Abstract Previous detections of an X-ray emission line near 3.5 keV in galaxy clusters and other dark-matter-dominated objects have been interpreted as observational evidence for the decay of sterile neutrino dark matter. Motivated by this, we report on a search for a 3.5 keV emission line from the Milky Way’s galactic dark matter halo with HaloSat. As a single pixel, collimated instrument, HaloSat observations are impervious to potential systematic effects due to grazing incidence reflection and CCD pixelization, and thus may offer a check on possible instrumental systematic errors in previous analyses.
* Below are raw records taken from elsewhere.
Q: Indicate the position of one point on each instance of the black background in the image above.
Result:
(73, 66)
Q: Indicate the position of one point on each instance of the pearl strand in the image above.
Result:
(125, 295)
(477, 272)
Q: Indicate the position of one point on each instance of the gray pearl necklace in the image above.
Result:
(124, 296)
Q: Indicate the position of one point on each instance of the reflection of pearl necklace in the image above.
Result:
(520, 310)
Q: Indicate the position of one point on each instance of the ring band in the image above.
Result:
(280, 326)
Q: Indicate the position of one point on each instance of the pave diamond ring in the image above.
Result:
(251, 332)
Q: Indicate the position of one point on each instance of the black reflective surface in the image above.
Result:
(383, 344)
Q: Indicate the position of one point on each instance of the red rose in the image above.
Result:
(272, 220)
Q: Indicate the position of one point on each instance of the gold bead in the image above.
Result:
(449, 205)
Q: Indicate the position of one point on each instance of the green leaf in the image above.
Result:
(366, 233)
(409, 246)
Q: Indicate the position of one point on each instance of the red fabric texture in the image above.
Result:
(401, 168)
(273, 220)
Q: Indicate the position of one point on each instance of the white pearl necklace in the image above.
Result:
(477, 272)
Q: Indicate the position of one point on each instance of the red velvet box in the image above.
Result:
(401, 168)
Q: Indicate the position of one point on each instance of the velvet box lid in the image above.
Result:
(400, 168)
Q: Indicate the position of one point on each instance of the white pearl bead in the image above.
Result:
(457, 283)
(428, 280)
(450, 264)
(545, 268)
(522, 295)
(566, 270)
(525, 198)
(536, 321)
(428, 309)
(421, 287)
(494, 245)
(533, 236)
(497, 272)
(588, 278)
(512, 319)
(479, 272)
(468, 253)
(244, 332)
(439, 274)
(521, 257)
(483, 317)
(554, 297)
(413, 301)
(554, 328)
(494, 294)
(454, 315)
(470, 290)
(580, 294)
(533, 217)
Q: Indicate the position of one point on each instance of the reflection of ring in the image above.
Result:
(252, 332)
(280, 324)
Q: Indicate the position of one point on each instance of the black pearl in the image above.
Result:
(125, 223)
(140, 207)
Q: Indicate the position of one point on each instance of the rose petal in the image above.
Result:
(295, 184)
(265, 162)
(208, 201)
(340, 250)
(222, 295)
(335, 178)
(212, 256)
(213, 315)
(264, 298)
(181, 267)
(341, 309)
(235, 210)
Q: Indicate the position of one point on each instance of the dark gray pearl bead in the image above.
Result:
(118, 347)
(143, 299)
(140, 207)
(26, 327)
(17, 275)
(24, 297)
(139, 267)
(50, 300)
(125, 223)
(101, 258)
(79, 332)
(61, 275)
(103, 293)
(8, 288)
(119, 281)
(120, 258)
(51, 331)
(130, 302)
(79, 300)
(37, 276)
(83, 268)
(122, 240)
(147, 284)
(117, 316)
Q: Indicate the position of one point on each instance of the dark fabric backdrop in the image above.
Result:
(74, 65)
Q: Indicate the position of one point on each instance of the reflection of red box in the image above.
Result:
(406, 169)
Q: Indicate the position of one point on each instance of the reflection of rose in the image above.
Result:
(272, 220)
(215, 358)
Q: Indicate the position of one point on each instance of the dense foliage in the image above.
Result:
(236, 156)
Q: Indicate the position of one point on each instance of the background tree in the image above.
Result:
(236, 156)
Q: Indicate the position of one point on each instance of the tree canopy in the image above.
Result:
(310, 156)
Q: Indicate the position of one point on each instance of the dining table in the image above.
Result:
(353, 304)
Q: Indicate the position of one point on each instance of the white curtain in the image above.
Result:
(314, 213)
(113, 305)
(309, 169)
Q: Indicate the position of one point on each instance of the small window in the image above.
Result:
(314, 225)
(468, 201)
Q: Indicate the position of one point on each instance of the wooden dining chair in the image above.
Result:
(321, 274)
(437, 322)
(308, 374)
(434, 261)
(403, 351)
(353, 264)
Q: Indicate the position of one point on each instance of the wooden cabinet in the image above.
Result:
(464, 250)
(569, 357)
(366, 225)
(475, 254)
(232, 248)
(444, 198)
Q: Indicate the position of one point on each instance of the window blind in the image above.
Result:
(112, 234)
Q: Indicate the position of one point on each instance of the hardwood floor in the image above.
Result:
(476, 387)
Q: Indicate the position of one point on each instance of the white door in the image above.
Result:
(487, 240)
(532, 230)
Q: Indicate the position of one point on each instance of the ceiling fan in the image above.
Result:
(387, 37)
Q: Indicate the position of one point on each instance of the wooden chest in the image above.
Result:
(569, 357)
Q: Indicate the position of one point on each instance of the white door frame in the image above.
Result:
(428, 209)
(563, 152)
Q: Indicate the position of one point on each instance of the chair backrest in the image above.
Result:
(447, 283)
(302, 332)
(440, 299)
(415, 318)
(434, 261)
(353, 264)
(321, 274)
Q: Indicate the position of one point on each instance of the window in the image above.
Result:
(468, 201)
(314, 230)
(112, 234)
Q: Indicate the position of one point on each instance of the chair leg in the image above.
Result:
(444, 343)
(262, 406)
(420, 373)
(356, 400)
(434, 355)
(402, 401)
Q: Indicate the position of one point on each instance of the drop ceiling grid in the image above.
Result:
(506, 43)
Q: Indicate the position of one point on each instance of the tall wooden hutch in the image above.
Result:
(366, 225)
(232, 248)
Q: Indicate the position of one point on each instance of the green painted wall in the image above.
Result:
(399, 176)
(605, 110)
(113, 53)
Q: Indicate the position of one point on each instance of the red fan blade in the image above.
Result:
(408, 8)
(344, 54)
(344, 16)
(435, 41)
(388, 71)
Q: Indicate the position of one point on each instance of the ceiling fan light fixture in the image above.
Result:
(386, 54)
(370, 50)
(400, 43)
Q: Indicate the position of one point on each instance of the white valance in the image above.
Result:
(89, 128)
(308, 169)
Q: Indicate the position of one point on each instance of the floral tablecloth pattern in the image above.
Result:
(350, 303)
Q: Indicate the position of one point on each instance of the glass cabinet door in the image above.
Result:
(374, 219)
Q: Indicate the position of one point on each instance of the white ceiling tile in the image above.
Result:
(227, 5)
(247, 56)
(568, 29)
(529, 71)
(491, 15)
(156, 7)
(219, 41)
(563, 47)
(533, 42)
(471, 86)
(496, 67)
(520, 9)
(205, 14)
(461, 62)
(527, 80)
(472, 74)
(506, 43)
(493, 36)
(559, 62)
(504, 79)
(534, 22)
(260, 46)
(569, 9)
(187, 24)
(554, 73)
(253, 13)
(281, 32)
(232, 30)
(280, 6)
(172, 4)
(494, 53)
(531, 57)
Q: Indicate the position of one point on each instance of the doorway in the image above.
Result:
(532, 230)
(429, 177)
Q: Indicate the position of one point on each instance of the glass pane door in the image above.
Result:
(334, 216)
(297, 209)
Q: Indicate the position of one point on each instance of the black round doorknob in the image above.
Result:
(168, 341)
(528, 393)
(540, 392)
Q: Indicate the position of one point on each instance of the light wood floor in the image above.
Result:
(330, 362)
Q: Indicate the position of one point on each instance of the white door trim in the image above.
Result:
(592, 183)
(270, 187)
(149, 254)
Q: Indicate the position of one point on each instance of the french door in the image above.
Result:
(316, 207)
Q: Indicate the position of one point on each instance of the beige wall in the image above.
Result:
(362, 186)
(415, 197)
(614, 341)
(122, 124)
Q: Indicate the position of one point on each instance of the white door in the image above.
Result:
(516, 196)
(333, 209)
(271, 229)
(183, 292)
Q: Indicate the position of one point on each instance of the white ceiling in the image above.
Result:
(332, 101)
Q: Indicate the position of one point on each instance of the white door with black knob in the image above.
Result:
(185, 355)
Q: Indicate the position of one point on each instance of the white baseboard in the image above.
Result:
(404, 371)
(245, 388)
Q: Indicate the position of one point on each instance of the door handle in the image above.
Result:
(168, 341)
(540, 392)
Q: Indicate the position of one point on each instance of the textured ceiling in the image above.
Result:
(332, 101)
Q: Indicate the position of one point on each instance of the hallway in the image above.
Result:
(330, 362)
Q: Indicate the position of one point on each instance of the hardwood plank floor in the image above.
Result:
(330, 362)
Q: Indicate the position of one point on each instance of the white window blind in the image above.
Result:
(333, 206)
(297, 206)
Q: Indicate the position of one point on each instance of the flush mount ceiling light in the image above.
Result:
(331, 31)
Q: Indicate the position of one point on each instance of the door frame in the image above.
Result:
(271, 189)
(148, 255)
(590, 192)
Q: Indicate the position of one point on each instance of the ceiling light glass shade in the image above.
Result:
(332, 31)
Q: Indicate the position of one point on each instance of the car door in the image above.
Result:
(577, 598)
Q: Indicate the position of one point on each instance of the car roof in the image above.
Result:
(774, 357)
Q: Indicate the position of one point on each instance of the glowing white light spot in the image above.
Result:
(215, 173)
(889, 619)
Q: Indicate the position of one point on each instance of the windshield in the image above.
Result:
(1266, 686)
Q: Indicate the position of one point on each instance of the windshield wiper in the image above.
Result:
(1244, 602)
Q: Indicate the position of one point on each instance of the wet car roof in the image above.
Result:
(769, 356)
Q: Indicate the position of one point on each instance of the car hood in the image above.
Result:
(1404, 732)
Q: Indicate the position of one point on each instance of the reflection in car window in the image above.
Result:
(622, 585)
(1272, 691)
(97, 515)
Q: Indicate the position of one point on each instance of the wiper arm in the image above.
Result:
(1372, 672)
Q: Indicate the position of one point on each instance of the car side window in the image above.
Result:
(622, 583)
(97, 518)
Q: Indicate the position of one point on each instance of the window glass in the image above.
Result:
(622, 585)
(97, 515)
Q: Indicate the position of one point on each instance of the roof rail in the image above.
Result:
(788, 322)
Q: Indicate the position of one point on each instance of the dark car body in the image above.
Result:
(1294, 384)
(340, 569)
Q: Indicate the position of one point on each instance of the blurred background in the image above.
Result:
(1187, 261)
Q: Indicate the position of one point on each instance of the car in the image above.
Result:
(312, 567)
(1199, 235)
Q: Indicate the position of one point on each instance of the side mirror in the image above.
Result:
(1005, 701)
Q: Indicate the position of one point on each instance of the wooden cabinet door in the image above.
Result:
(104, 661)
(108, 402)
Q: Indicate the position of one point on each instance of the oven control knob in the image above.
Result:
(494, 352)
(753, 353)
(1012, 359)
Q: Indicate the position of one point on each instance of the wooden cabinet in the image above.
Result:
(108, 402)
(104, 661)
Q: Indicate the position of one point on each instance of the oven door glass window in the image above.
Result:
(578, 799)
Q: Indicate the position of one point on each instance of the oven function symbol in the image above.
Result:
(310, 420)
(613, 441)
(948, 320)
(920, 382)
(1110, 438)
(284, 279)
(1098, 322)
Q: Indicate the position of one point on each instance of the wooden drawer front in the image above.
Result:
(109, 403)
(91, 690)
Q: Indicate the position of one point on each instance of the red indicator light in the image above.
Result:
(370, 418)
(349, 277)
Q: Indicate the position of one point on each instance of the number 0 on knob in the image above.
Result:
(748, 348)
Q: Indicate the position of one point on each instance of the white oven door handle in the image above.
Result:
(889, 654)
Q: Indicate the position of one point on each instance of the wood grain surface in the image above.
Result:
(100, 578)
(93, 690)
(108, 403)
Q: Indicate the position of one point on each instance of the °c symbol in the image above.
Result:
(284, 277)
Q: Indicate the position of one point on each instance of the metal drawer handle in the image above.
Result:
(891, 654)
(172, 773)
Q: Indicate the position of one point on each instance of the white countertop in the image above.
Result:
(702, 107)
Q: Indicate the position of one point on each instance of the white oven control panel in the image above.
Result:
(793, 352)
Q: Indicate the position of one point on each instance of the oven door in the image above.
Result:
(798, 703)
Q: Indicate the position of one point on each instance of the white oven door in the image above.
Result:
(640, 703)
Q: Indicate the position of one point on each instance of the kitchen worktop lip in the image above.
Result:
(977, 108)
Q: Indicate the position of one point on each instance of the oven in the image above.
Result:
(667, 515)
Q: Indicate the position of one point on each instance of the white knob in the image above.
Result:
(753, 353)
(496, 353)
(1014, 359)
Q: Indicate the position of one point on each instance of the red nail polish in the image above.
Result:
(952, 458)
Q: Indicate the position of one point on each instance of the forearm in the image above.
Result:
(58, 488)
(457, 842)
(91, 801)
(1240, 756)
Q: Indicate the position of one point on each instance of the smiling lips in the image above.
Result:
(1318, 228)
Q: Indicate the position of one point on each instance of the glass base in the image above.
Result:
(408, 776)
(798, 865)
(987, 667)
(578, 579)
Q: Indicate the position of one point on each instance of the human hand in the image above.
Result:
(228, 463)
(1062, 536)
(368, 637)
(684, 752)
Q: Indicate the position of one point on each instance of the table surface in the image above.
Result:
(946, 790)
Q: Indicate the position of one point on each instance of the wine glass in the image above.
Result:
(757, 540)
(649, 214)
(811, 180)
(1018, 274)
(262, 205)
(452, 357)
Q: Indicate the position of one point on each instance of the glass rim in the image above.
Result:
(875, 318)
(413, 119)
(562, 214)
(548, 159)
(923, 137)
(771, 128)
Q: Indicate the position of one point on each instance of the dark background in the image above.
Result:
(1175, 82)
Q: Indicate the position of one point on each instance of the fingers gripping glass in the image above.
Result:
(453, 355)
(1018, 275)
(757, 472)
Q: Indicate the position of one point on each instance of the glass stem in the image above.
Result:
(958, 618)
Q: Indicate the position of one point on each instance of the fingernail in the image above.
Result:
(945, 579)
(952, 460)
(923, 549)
We report nondetections of a ∼3.5 keV emission line in four HaloSat observations near the Galactic center. In the context of the sterile neutrino decay interpretation of the putative line feature, we provide 90% confidence level upper limits on the 3.5 keV line flux for a field centered 18.6 degrees from the Galactic center and the corresponding 7.1 keV sterile neutrino mixing angle: F ≤ 0.077 ph cm−2 s−1 sr−1 and sin 2 ( 2 θ ) ≤ 4.25 × 10 − 11 . The HaloSat mixing angle upper limit was calculated using a modern parameterization of the Milky Way’s dark matter distribution, and in order to compare with previous limits, we also report the limit calculated using a common historical model. The HaloSat mixing angle upper limit places constraints on a number of previous mixing angle estimates derived from observations of the Milky Way’s dark matter halo and galaxy clusters, and excludes several previous detections of the line. The upper limits cannot, however, entirely rule out the sterile neutrino decay interpretation of the 3.5 keV line feature.